Once the container is running, you can make predictions:

1. Check API health:

curl http://localhost:8080/health

2. Make a prediction:

curl -X POST "http://localhost:8080/predict" \
  -H "accept: application/json" \
  -H "Content-Type: multipart/form-data" \
  -F "file=@path/to/your/image.jpeg"

Example with a test image:

curl -X POST "http://localhost:8080/predict" \
  -H "accept: application/json" \
  -H "Content-Type: multipart/form-data" \
  -F "file=@data/raw/chest_xray/test/NORMAL/IM-0031-0001.jpeg"

The response will be:

{
  "prediction": "NORMAL",
  "class_index": 0
}

GCP VM Setup and Syncing

This project includes scripts to set up and sync the project with a Google Cloud Platform (GCP) VM instance for training.

Initial Setup

  1. Set up the repository on the VM:

bash ./setup_vm_git.sh

This script will:

  • Install git on the VM (if needed)
  • Clone the repository from GitHub to ~/mlops_project on the VM
  • Install uv package manager
  • Configure PATH for uv

  • Authenticate with Google Cloud Storage:

SSH into the VM and authenticate with your user credentials to access the DVC remote:

bash gcloud compute ssh --zone "europe-west1-d" "instance-20260113-110032" --project "machineoperationproject" gcloud auth application-default login

This is a one-time setup. Credentials will persist across sessions.

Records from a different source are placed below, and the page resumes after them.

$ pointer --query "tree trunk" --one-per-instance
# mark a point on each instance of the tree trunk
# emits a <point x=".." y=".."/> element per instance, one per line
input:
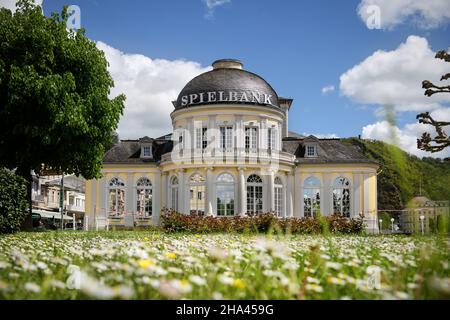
<point x="27" y="224"/>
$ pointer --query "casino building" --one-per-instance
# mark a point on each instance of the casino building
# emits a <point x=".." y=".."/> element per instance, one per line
<point x="230" y="152"/>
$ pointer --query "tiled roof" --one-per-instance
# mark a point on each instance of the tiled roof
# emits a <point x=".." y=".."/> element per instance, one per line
<point x="328" y="151"/>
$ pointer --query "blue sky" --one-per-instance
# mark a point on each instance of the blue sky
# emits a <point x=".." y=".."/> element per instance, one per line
<point x="299" y="47"/>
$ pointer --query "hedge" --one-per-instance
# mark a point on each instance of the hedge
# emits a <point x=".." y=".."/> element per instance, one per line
<point x="172" y="221"/>
<point x="14" y="204"/>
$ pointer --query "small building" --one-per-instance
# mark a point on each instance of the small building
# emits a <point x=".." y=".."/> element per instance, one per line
<point x="431" y="211"/>
<point x="46" y="195"/>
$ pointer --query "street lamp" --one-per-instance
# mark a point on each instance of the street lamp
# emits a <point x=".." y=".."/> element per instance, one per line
<point x="422" y="219"/>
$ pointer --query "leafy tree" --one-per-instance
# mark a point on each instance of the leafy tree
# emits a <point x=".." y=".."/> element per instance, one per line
<point x="13" y="201"/>
<point x="55" y="110"/>
<point x="441" y="140"/>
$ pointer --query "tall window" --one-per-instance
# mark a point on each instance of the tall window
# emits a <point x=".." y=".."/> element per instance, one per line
<point x="180" y="141"/>
<point x="197" y="189"/>
<point x="226" y="137"/>
<point x="341" y="197"/>
<point x="225" y="195"/>
<point x="311" y="151"/>
<point x="271" y="139"/>
<point x="201" y="138"/>
<point x="174" y="193"/>
<point x="116" y="197"/>
<point x="254" y="194"/>
<point x="251" y="138"/>
<point x="311" y="197"/>
<point x="144" y="197"/>
<point x="278" y="193"/>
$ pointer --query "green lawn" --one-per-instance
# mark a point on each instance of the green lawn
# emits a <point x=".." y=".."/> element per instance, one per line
<point x="154" y="265"/>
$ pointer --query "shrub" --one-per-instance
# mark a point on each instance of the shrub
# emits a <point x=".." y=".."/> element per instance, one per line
<point x="172" y="221"/>
<point x="13" y="201"/>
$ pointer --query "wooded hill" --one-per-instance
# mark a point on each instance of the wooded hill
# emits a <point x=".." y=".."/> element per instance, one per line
<point x="404" y="176"/>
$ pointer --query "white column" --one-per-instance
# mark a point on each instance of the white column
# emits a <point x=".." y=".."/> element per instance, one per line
<point x="242" y="192"/>
<point x="130" y="196"/>
<point x="271" y="190"/>
<point x="190" y="137"/>
<point x="156" y="198"/>
<point x="240" y="135"/>
<point x="356" y="194"/>
<point x="181" y="191"/>
<point x="298" y="195"/>
<point x="326" y="207"/>
<point x="212" y="139"/>
<point x="366" y="194"/>
<point x="263" y="134"/>
<point x="289" y="211"/>
<point x="164" y="190"/>
<point x="209" y="209"/>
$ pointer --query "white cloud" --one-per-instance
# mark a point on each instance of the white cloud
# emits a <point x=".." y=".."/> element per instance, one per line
<point x="395" y="77"/>
<point x="11" y="4"/>
<point x="328" y="89"/>
<point x="406" y="137"/>
<point x="426" y="14"/>
<point x="150" y="86"/>
<point x="211" y="5"/>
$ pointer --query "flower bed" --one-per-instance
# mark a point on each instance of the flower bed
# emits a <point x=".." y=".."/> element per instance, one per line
<point x="172" y="221"/>
<point x="155" y="265"/>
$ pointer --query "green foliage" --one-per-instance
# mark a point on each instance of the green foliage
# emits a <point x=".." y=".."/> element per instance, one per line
<point x="172" y="221"/>
<point x="13" y="201"/>
<point x="54" y="95"/>
<point x="403" y="175"/>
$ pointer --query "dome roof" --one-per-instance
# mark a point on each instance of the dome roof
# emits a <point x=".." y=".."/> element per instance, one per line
<point x="227" y="83"/>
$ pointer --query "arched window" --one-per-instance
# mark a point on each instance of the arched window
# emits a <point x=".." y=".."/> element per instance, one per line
<point x="144" y="197"/>
<point x="174" y="193"/>
<point x="311" y="197"/>
<point x="341" y="196"/>
<point x="116" y="197"/>
<point x="254" y="194"/>
<point x="278" y="194"/>
<point x="197" y="194"/>
<point x="225" y="195"/>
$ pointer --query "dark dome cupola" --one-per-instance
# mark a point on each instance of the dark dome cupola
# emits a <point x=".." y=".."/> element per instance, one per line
<point x="227" y="83"/>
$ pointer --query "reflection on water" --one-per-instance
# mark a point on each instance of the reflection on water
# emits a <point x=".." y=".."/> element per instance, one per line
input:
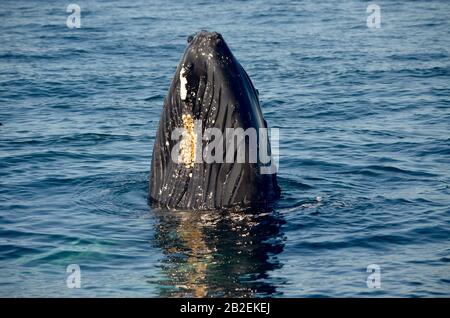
<point x="218" y="254"/>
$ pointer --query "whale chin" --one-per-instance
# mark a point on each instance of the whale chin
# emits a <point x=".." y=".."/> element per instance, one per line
<point x="210" y="91"/>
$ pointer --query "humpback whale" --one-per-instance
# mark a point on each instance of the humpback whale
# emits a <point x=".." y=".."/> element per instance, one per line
<point x="211" y="97"/>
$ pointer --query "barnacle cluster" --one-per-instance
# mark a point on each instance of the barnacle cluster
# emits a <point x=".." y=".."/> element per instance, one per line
<point x="188" y="142"/>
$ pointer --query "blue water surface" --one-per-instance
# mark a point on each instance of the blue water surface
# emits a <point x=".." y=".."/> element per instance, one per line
<point x="364" y="118"/>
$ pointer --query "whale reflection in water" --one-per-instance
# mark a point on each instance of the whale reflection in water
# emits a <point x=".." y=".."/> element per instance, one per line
<point x="211" y="254"/>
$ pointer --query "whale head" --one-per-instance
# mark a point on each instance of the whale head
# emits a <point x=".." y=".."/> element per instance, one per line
<point x="206" y="155"/>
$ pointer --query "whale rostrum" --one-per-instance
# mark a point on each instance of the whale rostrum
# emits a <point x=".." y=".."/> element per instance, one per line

  1. Install dependencies on the VM:

bash cd ~/mlops_project export PATH="$HOME/.local/bin:$PATH" # If not already in PATH uv sync

Syncing Changes

After making changes locally and pushing to GitHub, sync the VM with:

./sync_vm.sh

This script will:

  • Pull the latest code changes from GitHub
  • Pull the latest data files using DVC from Google Cloud Storage

Note: The sync script uses user credentials (Option 2) for GCS access. If you encounter authentication errors, re-authenticate on the VM with gcloud auth application-default login.

Scripts Overview

  • setup_vm_git.sh - Initial setup: clones repository, installs dependencies
  • sync_vm.sh - Regular syncing: pulls latest code and data from GitHub and GCS

Both scripts are designed to be run from your local terminal and will remotely execute commands on the VM via SSH.